See also 1718 in piracy, 1720 in piracy, 1719 and Timeline of piracy.

==Events==
- July 2 – The King's Pardon is no longer available.

===Caribbean Sea===
- Late February – Charles Vane's sloop is wrecked in the Bay of Honduras by a waterspout. Most of the pirates are drowned, and Vane is stranded on an island. He is rescued some weeks later, but is subsequently recognized and turned over to the constabulary in Jamaica.
- February – early May – John Rackham's pirates bury their treasure on the Island of Princes. They then await news of the King's Pardon, but are instead attacked by two English sloops out of Jamaica. Their ship Kingston is captured, but the pirates escape inland into Cuba.
- May – Rackham and his crew are belatedly granted the King's Pardon by Governor Woodes Rogers at New Providence.

===South America===
- September – Bartholomew Roberts' pirates overcome a Portuguese merchantman off Bahia and pillage 40,000 gold moidores and many jewels.
- November – Captain Robert Semple in the Flying King and Captain Robert Lane in the Queen Ann's Revenge attack Portuguese shipping off Brazil.
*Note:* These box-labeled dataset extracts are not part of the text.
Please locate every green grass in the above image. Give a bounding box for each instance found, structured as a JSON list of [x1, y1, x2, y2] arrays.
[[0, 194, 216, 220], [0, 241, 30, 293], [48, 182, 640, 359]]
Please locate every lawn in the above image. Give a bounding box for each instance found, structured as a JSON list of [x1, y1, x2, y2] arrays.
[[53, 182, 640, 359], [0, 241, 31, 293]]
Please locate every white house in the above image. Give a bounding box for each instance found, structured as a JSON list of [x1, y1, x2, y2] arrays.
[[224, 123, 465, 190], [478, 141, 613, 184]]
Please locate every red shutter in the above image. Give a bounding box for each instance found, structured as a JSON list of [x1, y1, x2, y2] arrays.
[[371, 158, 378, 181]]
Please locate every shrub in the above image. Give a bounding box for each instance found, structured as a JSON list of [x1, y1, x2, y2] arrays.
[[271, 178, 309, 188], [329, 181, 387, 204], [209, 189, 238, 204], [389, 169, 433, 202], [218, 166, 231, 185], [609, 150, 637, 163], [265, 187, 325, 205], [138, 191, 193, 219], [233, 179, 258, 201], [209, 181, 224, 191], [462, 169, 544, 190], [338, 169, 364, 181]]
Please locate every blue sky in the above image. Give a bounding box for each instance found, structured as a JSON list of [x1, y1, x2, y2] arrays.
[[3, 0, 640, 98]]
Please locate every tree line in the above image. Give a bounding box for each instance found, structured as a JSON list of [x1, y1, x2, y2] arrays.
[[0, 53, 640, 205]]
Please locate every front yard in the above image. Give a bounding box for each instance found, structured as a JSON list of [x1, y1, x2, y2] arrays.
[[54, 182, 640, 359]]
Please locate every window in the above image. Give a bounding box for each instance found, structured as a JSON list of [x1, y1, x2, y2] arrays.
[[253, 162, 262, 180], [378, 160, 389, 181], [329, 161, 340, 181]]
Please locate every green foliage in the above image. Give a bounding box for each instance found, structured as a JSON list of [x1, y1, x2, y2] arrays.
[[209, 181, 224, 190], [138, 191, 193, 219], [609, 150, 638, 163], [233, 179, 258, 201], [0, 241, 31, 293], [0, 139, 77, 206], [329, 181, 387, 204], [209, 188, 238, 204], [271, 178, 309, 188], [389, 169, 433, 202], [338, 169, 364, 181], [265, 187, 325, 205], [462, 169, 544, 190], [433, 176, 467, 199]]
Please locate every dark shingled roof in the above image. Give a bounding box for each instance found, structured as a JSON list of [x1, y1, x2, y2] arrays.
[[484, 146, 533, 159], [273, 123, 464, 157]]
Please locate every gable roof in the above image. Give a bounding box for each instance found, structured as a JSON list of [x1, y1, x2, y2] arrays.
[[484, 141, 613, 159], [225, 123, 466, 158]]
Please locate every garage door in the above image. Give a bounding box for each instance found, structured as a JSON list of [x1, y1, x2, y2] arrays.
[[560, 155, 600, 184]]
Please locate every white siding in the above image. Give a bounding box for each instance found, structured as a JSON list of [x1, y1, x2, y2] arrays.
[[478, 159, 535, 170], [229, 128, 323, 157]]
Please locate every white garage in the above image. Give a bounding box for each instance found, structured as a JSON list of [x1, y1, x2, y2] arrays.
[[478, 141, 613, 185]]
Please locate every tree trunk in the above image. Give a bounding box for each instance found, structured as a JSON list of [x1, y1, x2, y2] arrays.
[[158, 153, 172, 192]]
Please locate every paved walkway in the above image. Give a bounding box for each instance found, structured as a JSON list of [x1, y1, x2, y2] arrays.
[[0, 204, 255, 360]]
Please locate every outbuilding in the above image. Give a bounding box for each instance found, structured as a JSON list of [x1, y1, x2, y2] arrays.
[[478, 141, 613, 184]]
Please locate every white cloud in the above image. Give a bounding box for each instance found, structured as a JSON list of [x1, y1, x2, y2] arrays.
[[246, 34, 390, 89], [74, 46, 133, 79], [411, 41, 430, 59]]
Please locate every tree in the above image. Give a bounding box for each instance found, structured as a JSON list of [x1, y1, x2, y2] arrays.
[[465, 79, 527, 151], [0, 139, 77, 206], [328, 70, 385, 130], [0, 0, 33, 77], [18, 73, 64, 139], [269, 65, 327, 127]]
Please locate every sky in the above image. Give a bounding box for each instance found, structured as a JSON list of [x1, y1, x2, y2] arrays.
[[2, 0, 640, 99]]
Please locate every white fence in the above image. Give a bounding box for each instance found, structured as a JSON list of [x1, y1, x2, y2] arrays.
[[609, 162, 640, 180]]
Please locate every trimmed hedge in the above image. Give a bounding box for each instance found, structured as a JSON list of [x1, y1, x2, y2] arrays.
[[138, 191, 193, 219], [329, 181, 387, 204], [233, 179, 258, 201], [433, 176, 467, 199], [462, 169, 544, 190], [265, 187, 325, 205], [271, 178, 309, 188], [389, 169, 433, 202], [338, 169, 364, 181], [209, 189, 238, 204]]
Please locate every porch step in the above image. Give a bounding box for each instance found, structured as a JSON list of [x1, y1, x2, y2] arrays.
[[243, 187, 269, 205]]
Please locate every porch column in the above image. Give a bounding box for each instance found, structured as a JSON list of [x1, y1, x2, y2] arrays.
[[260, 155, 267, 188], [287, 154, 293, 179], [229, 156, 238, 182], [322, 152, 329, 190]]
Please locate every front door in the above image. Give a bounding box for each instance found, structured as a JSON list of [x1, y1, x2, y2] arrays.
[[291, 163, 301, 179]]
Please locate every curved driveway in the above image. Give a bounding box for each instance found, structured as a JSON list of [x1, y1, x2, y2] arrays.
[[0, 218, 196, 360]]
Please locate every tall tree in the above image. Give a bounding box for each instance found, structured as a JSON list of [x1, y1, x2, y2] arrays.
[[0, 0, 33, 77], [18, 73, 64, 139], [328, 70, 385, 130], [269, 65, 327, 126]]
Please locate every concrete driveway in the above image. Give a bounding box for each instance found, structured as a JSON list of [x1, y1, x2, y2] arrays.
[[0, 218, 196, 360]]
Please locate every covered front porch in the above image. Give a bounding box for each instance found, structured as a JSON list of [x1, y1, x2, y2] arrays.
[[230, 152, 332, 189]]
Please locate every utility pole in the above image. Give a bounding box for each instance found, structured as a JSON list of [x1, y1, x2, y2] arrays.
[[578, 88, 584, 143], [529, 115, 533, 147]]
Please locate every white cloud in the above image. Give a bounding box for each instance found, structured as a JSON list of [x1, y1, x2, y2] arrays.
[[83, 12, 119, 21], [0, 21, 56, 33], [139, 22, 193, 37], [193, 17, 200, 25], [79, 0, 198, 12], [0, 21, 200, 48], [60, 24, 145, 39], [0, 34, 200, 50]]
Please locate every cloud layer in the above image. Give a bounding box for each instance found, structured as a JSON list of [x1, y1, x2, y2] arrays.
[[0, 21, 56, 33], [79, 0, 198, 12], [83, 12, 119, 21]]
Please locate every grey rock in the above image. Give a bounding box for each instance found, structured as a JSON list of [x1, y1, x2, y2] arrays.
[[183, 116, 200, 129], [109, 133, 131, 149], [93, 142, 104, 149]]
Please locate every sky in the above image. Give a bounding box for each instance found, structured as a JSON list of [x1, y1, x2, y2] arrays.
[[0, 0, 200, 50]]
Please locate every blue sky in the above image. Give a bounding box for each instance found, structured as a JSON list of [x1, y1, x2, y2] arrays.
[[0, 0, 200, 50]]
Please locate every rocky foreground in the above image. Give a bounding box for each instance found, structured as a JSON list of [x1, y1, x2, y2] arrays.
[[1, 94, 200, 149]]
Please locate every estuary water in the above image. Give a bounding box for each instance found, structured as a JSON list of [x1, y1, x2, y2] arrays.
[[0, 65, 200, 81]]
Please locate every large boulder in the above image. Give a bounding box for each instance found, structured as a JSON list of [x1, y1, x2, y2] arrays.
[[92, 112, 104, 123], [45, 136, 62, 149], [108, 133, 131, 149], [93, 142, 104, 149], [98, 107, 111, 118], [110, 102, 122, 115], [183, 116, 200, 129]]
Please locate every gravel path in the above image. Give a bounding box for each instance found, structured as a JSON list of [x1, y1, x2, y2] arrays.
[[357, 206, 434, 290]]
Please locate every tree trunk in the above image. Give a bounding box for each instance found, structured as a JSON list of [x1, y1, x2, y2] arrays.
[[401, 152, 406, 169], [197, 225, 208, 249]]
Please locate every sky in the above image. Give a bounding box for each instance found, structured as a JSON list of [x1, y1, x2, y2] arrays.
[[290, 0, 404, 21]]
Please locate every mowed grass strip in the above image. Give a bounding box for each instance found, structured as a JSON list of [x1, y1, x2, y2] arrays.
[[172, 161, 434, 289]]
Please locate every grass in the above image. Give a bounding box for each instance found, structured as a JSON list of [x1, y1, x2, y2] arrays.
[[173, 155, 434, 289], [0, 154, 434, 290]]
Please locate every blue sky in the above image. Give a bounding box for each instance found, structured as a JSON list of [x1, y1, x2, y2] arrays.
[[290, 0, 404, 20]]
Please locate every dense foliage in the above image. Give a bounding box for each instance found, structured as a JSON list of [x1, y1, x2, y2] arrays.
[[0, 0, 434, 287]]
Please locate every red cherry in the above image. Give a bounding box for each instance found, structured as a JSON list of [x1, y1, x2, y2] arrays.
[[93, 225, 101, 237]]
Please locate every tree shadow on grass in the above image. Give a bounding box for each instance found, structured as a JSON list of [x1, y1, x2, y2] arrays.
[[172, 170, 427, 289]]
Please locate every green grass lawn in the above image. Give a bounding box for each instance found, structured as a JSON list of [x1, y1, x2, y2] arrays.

A Portuguese man-of-war gives chase; Queen Anne's Revenge escapes but wrecks on the coast, while Flying King is driven ashore and 38 of the pirates are hanged.

===Indian Ocean===
- June–July – Captain Condent in the Flying Dragon arrives in Madagascar, rescuing some of Halsey's old crew.

===West Africa===
- February–March – Howell Davis makes an unsuccessful assault against the Portuguese fort on Maio in the Cape Verde islands.
- March 25 – June 27 – Edward England cruises from the Gambia River to Cape Corso in the full-rigged ship Royal James (formerly Pearll), capturing nine vessels en route, and recruiting 55 men into his crew. Four of the captured vessels are burnt, and two are commandeered to start new pirate crews.
- March – Howell Davis plunders Gambia Castle without the loss of a man, stealing £2,000 worth of bar gold. Davis then joins with Olivier Levasseur and Thomas Cocklyn to attack the fort on Bunce Island in Sierra Leone, driving the garrison away.
- April 1 – The Bird Galley is captured by Thomas Cocklyn's pirates in the mouth of the Rokel River in Sierra Leone, and her captain, William Snelgrave, taken prisoner by Cocklyn and his confederates, Howell Davis and Olivier Levasseur ("La Buse"). Snelgrave's account of his captivity will become one of the major primary sources on pirate life.
- May – Howell Davis sails eastward along the Guinea Coast from Sierra Leone to Anomabu, taking eight vessels, including the Princess, whose mate, Bartholomew Roberts, is forced to join the pirates. Another of the victims is a thirty-gun Dutch ship, which Davis commandeers and renames the Rover. A third contains the Dutch governor of Accra, and yields over £15,000 in booty.
- Summer – Captain England attacks two ships in the roadstead of Cape Coast Castle with a fire ship, but is beaten off. England's men then careen and stay in an African town, and provoking a conflict with the inhabitants, the pirates attack and set the town afire. England then sails for Madagascar.
- June – Howell Davis ransacks a French ship in the harbor of Príncipe. He then tries to kidnap the Portuguese governor of Príncipe, but is found out and killed in an ambush. His men elect Bartholomew Roberts to succeed him. Roberts and his pirates attack the governor's castle, drive away the garrison, dismount the cannon, and burn the castle. They also burn two Portuguese ships in the harbor. Roberts then captures two vessels on the Guinea Coast, and sails for Brazil.

==Deaths==
- June – Howell Davis, pirate captain.
- November – Robert Semple and Robert Lane, pirate captains.